APC resistance can be assessed in plasma with activated partial thromboplastin time (APTT)-based methods with and without APC, as originally described by Dahlback et al. (4). These methods are simple and inexpensive. Furthermore, they are sensitive to the "APC resistance syndrome" as well as the FV Leiden mutation. It should be emphasized that FV Leiden accounts for most, but not all cases of APC resistance (56). Another possibility is offered by APTT-based methods in which test plasma is prediluted with FV-deficient plasma (57). This modification is highly (close to 100%) sensitive and specific for FV Leiden (58,59) in both healthy controls and patients with suspected acute venous thromboembolism. Finally, a third possibility is DNA analysis to detect FV Leiden (5). As mentioned, this does not cover all cases of APC resistance (56). Recently, APC resistance has been reevaluated and was found to be an independent (from FV Leiden) risk factor for venous thrombosis (60, 61). This suggests that the search for FV Leiden by DNA analysis, if used alone, would not identify all patients at risk. Therefore, we recommend measuring APC resistance by APTT-based methods with and without FV-deficient plasma and to confirm positive and borderline cases by DNA analysis for FV Leiden.

HYPERPROTHROMBINEMIA

Hyperprothrombinemia has been associated with the recently described mutation G20210A in the prothrombin gene (10). Here there are two options: DNA analysis to detect the mutation, and plasma analysis for prothrombinemia (10). Although hyperprothrombinemia is a risk factor for thrombosis independent from the presence of the gene mutation (10), it is unable to clearly distinguish carriers from noncarriers of the mutation (10). Therefore, if used alone it is not adequate to screen thrombophilic patients (62).

DYSFIBRINOGENEMIA

Thrombin and reptilase times should be used to screen the very rare cases of dysfibrinogenemia associated with an increased risk of thrombosis. Positive cases identified with these two simple tests should then be confirmed by parallel analysis of functional and immunoreactive fibrinogen. Typically, dysfibrinogenemia presents with normal or even higher than normal antigen and low functional activity.

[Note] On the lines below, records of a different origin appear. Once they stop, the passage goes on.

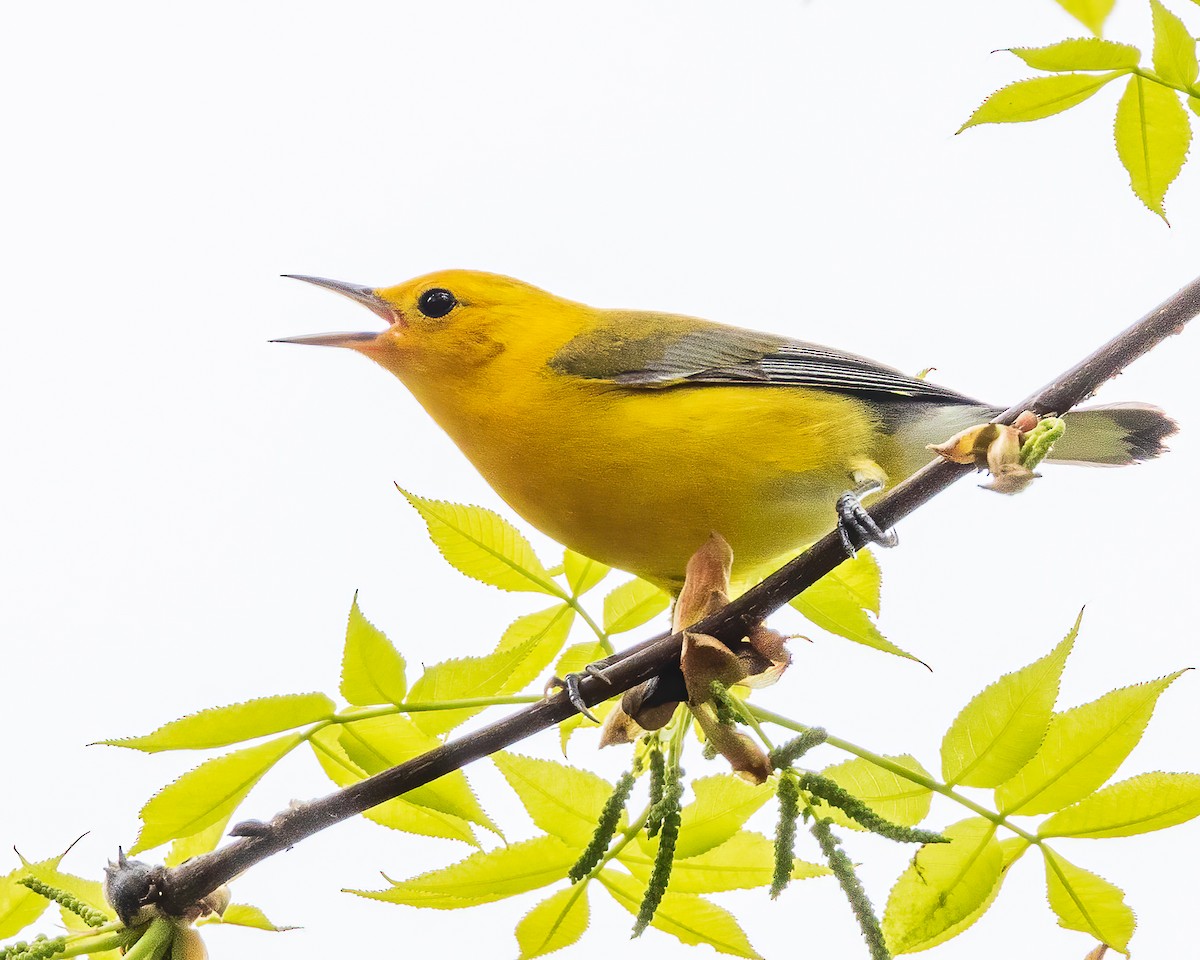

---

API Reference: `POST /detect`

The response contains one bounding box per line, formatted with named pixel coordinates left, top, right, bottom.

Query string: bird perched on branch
left=276, top=270, right=1176, bottom=592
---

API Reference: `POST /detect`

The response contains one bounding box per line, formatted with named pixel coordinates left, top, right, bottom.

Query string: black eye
left=416, top=287, right=458, bottom=320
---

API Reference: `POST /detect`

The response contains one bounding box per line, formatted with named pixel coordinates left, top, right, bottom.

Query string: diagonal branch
left=157, top=277, right=1200, bottom=916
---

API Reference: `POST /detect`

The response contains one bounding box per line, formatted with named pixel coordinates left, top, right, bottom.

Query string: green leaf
left=496, top=604, right=575, bottom=694
left=942, top=611, right=1084, bottom=787
left=18, top=854, right=113, bottom=936
left=604, top=580, right=671, bottom=635
left=618, top=830, right=832, bottom=894
left=341, top=594, right=408, bottom=707
left=1008, top=37, right=1141, bottom=72
left=407, top=636, right=542, bottom=734
left=1114, top=77, right=1192, bottom=221
left=310, top=727, right=479, bottom=847
left=350, top=836, right=578, bottom=910
left=199, top=904, right=299, bottom=934
left=791, top=550, right=920, bottom=664
left=100, top=694, right=335, bottom=754
left=563, top=550, right=612, bottom=596
left=1057, top=0, right=1116, bottom=36
left=958, top=71, right=1126, bottom=133
left=996, top=671, right=1183, bottom=815
left=0, top=854, right=62, bottom=940
left=163, top=810, right=233, bottom=866
left=1150, top=0, right=1200, bottom=86
left=883, top=817, right=1004, bottom=954
left=338, top=714, right=500, bottom=835
left=818, top=754, right=934, bottom=830
left=554, top=640, right=608, bottom=676
left=1042, top=846, right=1136, bottom=953
left=1038, top=773, right=1200, bottom=838
left=662, top=774, right=775, bottom=863
left=600, top=870, right=758, bottom=960
left=130, top=733, right=306, bottom=853
left=516, top=883, right=588, bottom=960
left=902, top=836, right=1030, bottom=950
left=396, top=486, right=562, bottom=596
left=492, top=752, right=624, bottom=847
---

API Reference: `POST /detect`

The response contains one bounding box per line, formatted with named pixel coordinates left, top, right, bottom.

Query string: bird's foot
left=546, top=661, right=610, bottom=724
left=838, top=480, right=900, bottom=559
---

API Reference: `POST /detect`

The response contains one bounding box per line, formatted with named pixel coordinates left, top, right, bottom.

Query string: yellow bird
left=283, top=270, right=1176, bottom=592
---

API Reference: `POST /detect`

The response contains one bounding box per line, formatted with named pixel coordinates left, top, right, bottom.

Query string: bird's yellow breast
left=410, top=355, right=887, bottom=587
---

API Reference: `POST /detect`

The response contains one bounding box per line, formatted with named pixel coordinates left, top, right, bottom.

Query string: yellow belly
left=417, top=378, right=890, bottom=588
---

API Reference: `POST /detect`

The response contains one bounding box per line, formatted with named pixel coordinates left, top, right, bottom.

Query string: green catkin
left=809, top=817, right=892, bottom=960
left=799, top=773, right=950, bottom=844
left=770, top=770, right=800, bottom=900
left=566, top=773, right=634, bottom=883
left=634, top=770, right=683, bottom=937
left=708, top=680, right=745, bottom=727
left=0, top=934, right=67, bottom=960
left=767, top=727, right=829, bottom=770
left=1020, top=416, right=1067, bottom=470
left=19, top=877, right=112, bottom=926
left=650, top=744, right=667, bottom=808
left=646, top=755, right=683, bottom=836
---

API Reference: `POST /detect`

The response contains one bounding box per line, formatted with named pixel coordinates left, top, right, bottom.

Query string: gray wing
left=551, top=314, right=976, bottom=403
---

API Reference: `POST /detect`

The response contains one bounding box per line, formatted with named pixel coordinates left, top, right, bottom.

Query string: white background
left=0, top=0, right=1200, bottom=960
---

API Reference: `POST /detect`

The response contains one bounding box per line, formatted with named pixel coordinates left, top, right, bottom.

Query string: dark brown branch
left=160, top=272, right=1200, bottom=914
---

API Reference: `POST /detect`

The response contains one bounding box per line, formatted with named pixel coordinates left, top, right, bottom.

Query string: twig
left=158, top=277, right=1200, bottom=916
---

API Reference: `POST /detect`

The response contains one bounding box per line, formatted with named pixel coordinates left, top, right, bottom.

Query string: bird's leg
left=836, top=462, right=900, bottom=559
left=546, top=654, right=628, bottom=724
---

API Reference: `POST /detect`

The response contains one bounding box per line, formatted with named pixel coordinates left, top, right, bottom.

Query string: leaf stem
left=746, top=704, right=1042, bottom=846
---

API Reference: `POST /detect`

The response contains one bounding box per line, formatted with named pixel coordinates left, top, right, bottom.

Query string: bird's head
left=277, top=270, right=587, bottom=386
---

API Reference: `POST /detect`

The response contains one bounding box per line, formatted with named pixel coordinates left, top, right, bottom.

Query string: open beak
left=271, top=274, right=400, bottom=348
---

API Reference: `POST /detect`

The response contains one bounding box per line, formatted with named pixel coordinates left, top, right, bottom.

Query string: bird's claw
left=838, top=486, right=900, bottom=559
left=551, top=664, right=610, bottom=724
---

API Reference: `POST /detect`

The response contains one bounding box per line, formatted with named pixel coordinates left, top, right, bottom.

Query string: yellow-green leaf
left=1150, top=0, right=1200, bottom=86
left=408, top=636, right=542, bottom=734
left=563, top=550, right=612, bottom=596
left=310, top=727, right=479, bottom=847
left=350, top=836, right=578, bottom=910
left=132, top=733, right=305, bottom=852
left=0, top=856, right=62, bottom=940
left=1008, top=37, right=1141, bottom=71
left=791, top=550, right=920, bottom=662
left=1112, top=77, right=1192, bottom=220
left=638, top=774, right=774, bottom=860
left=341, top=595, right=408, bottom=707
left=492, top=752, right=624, bottom=847
left=619, top=830, right=832, bottom=894
left=396, top=486, right=562, bottom=596
left=1057, top=0, right=1116, bottom=36
left=1042, top=846, right=1136, bottom=953
left=100, top=694, right=334, bottom=754
left=942, top=612, right=1084, bottom=787
left=902, top=836, right=1030, bottom=950
left=200, top=904, right=299, bottom=934
left=818, top=754, right=934, bottom=830
left=883, top=817, right=1004, bottom=954
left=1038, top=773, right=1200, bottom=838
left=516, top=883, right=588, bottom=960
left=996, top=671, right=1182, bottom=815
left=600, top=870, right=758, bottom=960
left=163, top=810, right=233, bottom=866
left=338, top=714, right=500, bottom=834
left=959, top=71, right=1126, bottom=133
left=554, top=640, right=608, bottom=677
left=604, top=580, right=671, bottom=634
left=496, top=604, right=575, bottom=694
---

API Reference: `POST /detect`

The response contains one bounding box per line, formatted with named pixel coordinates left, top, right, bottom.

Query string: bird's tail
left=1046, top=403, right=1180, bottom=467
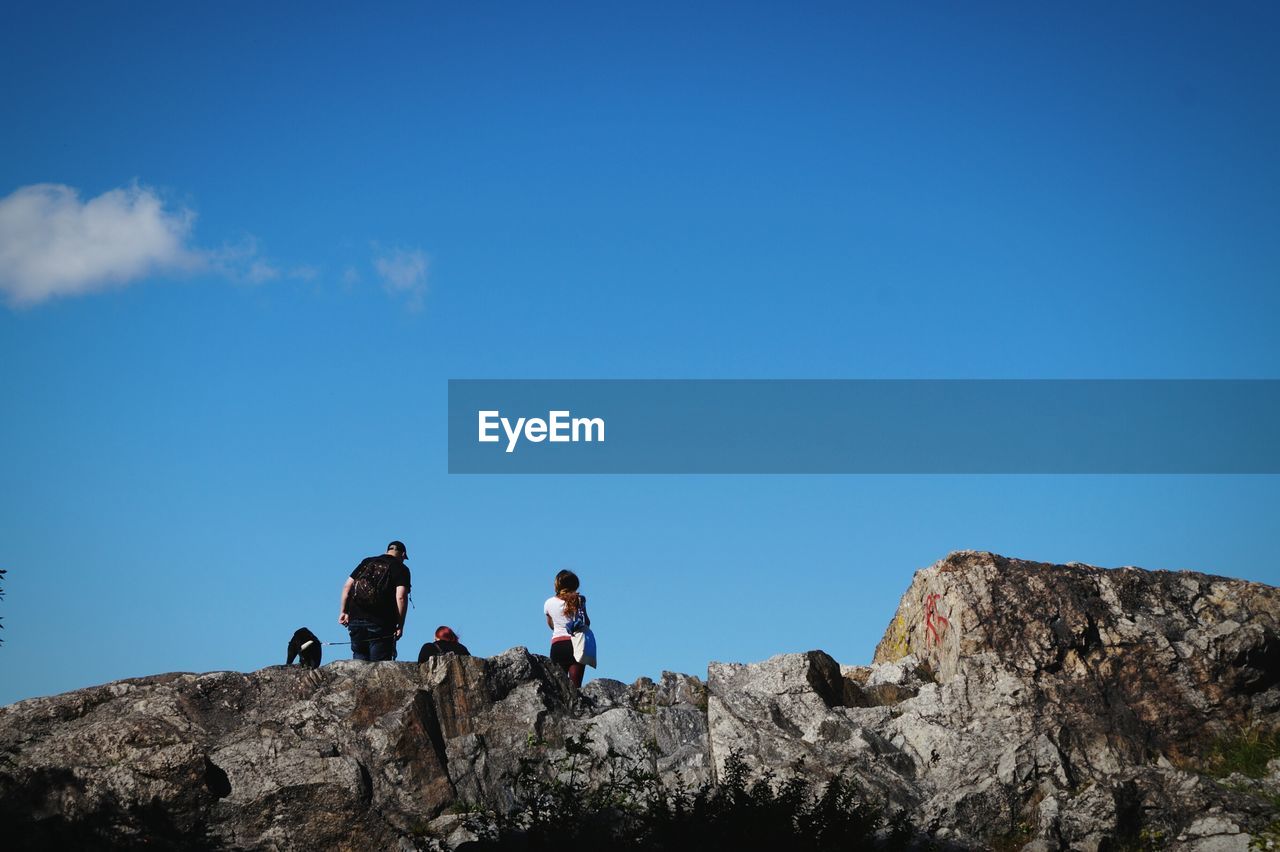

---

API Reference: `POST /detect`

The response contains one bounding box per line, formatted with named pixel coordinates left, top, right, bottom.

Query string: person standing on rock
left=338, top=541, right=410, bottom=663
left=543, top=571, right=591, bottom=687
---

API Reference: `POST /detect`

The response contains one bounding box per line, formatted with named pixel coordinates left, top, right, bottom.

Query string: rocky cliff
left=0, top=551, right=1280, bottom=852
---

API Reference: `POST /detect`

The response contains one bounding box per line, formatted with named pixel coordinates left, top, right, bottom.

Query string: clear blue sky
left=0, top=3, right=1280, bottom=702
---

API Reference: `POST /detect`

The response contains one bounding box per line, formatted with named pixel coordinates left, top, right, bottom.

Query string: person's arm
left=396, top=586, right=408, bottom=638
left=338, top=577, right=356, bottom=624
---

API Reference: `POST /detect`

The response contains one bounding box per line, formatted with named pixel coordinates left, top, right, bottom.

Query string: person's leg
left=347, top=618, right=370, bottom=661
left=550, top=641, right=582, bottom=686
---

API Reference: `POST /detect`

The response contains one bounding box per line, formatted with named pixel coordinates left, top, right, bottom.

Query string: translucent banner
left=449, top=380, right=1280, bottom=473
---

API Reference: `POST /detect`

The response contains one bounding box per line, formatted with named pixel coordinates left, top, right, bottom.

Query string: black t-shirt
left=347, top=554, right=410, bottom=626
left=417, top=640, right=471, bottom=663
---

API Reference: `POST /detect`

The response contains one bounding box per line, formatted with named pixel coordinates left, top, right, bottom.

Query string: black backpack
left=347, top=556, right=392, bottom=611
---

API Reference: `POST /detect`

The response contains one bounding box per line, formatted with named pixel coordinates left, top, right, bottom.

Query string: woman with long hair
left=543, top=571, right=591, bottom=687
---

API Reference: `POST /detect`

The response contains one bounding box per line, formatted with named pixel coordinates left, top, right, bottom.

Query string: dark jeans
left=347, top=618, right=396, bottom=663
left=552, top=640, right=586, bottom=687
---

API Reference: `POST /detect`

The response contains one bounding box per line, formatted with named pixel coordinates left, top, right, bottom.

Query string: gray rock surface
left=0, top=551, right=1280, bottom=851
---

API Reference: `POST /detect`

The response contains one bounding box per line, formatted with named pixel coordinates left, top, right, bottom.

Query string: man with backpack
left=338, top=541, right=410, bottom=663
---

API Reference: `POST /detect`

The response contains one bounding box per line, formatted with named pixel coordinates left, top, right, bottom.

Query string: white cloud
left=0, top=183, right=205, bottom=306
left=374, top=248, right=428, bottom=310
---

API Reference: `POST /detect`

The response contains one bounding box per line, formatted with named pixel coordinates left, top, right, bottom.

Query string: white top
left=543, top=595, right=586, bottom=642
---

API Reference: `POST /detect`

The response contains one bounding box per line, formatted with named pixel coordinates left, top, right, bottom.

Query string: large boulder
left=0, top=551, right=1280, bottom=852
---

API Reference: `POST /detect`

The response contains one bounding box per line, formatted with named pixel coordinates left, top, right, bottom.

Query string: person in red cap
left=338, top=541, right=410, bottom=663
left=417, top=624, right=471, bottom=663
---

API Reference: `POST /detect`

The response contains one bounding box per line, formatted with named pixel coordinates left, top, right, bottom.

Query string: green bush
left=1203, top=728, right=1280, bottom=778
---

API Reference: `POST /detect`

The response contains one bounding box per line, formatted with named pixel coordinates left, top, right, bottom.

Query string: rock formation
left=0, top=551, right=1280, bottom=852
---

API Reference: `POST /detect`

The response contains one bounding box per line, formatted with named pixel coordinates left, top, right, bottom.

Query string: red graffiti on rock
left=924, top=592, right=951, bottom=647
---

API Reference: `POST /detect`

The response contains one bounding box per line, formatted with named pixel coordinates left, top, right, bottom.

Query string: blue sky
left=0, top=3, right=1280, bottom=702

ANTI-PHOSPHOLIPID ANTIBODY SYNDROME

The laboratory diagnosis of the anti-phospholipid syndrome is complicated by the lack of specific tests and the heterogeneity of the antibodies (11). Furthermore, problems with the tests available are compounded by the lack of standardization. To overcome these difficulties, the Scientific and Standardization Committee of the International Society on Thrombosis and Hemostasis has issued consensus criteria that may be used to help laboratory diagnosis (63). Accordingly, thrombophilic patients should be screened both by phospholipid-dependent tests to detect LA and by assaying for anti-phospholipid antibodies with solid-phase ELISA tests to detect anti-cardiolipin (aCL) antibodies. According to the Scientific and Standardization Committee guidelines, LA may be considered if the following diagnostic criteria occur simultaneously (63): (a) one (or more) phospholipid-dependent test is prolonged; (b) the above prolongation is not corrected when plasmas from the patient and a healthy control are mixed; and (c) the prolongation recorded for patient plasmas is corrected by increasing the concentration of phospholipids in the test system. Among the phospholipid-dependent tests, APTT, kaolin clotting time (KCT), diluted Russell viper venom test (dRVVT), and diluted prothrombin time are the tests used most frequently to detect LA (11). Their sensitivities vary, and if used alone, none of them can ensure detection of all patients with LA. Specificity is also variable and limited. Recent evidence would suggest that the dRVVT is more specific than the KCT (or its modification) for those LAs associated with thrombosis (64). However, this awaits confirmation. Except for aCL antibodies (65), the value of the other ELISA tests (i.e., anti-(3Z glycoprotein I and anti-prothrombin) is still to be defined, and no precise recommendations have been issued on their use to investigate thrombophilic patients (66). In view of the above considerations, the present state of the art suggests relying on either KCT or its modifications (67) and dRVVT tests to detect LA, in addition to searching for aCL (IgG and IgM) antibodies. Positive results should be confirmed over time to ensure that the condition is not transient.

HYPERHOMOCYSTEINEMIA

Until recently, homocysteine has been measured mainly by HPLC-based methods with electrochemical or fluorometric detection (68). More recently, enzyme immunoassays (69) and fluorescence polarization immunoassays (70) have become commercially available. These methods are as reliable as the HPLC-based methods (71). However, they are more suited for use in general clinical laboratories because they require simpler instrumentation and less expertise than those required by HPLC.

FACTOR VIII

Either the antigen or the activity measurements have been used in the studies evaluating high factor VIII as a risk factor for venous thrombosis (17, 20). Therefore, assays for both the antigen and the activity are suitable for screening thrombophilic patients. The activity can be measured by coagulometers and APTT-based methods with factor VIII-deficient plasma, or by amidolytic methods (72). The antigen can be measured by ELISA-based methods. Whatever the choice, the cost per test is relatively high because of the requirement for factor VIII-deficient plasma or chromogenic substrate on one hand and commercial ELISA systems on the other.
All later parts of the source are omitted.